AWS Lambda makes building and delivering applications much easier by giving you a simple interface to upload your Node.js code directly to Lambda, set triggers to run the code (which can come from other AWS services like Amazon S3 or Amazon DynamoDB, to name a couple), and that’s it: you’re ready to go. AWS handles all the administration of the underlying compute resources, including server and operating system maintenance, capacity provisioning and automatic scaling, code and security patch deployment, and code monitoring and logging. You can go from code to service in three clicks and then let AWS Lambda take care of the rest.
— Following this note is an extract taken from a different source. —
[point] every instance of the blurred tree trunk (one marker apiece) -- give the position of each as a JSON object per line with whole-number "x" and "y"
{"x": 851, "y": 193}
One of the most exciting aspects of Lambda is that it helps you create dynamic, event-driven applications in the cloud. Lambda is launching in conjunction with a new Amazon S3 feature called event notifications the generates events whenever objects are added or changed in a bucket, and our recently announced Amazon DynamoDB Streams feature that generates events when a table is updated. Now developers can attach code to Amazon S3 buckets and Amazon DynamoDB tables, and it will automatically run whenever changes occur to those buckets or tables. Developers don’t have to poll, proxy, or worry about being over or under capacity – Lambda functions scale to match the event rate and execute only when needed, keeping your costs low.
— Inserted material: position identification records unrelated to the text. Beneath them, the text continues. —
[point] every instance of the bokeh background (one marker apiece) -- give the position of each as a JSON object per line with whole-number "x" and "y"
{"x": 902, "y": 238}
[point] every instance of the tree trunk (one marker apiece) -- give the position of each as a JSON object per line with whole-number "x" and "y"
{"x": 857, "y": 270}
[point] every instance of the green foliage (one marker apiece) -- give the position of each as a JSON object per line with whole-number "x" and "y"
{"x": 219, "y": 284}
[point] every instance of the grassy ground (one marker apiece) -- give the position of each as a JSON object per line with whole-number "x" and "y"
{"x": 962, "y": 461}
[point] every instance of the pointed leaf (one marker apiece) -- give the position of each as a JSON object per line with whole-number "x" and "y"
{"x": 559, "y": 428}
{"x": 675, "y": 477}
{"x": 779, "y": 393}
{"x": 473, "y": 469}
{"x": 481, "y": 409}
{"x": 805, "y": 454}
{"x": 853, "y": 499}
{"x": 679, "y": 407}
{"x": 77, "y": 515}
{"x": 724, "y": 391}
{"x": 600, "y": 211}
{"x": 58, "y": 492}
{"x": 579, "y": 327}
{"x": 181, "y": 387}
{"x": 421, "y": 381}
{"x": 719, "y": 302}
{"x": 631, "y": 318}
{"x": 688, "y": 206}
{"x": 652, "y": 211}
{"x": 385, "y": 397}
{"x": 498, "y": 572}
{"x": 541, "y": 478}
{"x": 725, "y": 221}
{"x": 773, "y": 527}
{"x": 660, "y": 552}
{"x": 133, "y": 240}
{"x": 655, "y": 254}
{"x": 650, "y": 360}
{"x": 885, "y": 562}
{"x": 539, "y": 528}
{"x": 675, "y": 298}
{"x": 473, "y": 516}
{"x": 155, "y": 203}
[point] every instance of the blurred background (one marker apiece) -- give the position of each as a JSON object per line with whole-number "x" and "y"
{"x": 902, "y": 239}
Event-driven cloud computing makes it easy to create responsive applications, often without needing to write new APIs. For example, a mobile, tablet, or web application that uploads images to Amazon S3 can automatically trigger the generation of thumbnails with a few lines of code – no servers, queues, or new APIs are needed. Logs are equally easy to process – if you already use AWS CloudTrail to track API calls made to AWS services, you now can easily audit the result just by turning on S3 event notifications for the appropriate bucket and writing a few lines of JavaScript code. Data stored in Amazon DynamoDB can be automatically verified, audited, copied, or transformed with an AWS Lambda function through the new Streams feature we announced earlier this week. AWS Lambda is also launching with support for Amazon Kinesis that makes it easy to process data in a Kinesis stream...and we’re not stopping there – keep watching for more integration points between AWS Lambda and other AWS services that make it easy to respond to events of all types.
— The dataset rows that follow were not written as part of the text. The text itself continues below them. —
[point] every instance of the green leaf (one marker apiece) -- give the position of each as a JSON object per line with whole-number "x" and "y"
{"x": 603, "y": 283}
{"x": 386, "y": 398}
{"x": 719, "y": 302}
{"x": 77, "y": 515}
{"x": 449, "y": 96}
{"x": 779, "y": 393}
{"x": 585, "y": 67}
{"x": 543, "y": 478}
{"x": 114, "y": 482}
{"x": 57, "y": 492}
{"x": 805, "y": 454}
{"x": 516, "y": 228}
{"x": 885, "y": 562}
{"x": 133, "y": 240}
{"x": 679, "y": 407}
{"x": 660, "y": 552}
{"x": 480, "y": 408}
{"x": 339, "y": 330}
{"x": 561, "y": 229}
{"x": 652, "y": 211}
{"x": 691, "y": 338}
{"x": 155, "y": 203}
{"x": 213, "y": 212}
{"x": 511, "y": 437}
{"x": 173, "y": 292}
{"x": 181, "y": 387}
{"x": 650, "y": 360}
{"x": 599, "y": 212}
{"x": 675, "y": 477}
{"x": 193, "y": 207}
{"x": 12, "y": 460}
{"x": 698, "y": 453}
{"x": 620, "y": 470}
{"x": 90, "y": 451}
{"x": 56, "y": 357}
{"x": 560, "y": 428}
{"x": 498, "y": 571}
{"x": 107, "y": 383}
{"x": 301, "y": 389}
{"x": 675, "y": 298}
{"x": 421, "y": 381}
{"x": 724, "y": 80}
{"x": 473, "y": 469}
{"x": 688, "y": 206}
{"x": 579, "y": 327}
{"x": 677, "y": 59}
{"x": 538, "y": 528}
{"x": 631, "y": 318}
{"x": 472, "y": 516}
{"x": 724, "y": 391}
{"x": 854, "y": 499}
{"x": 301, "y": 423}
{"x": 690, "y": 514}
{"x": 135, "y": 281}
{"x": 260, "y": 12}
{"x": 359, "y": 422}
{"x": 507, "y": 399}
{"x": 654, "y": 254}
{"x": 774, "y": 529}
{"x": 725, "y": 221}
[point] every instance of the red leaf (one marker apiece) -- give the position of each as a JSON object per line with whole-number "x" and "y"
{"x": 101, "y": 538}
We’re excited about event-driven computing – using AWS Lambda to extend other AWS services helps developers create applications that are simple, powerful, and inherently scalable. Lambda also excels at another challenge we hear a lot from customers: Turning some library code into a scalable, secure, and reliable cloud-based backend. With Lambda, developers can upload any library, even native (“binary”) libraries, making it easy to use a few lines of JavaScript to turn a library into an AWS-operated cloud service accessible as a Lambda function. AWS Lambda’s “stateless” programming model lets you quickly deploy and seamlessly scale to the incoming request rate, so the same code that works for one request a day also works for a thousand requests a second.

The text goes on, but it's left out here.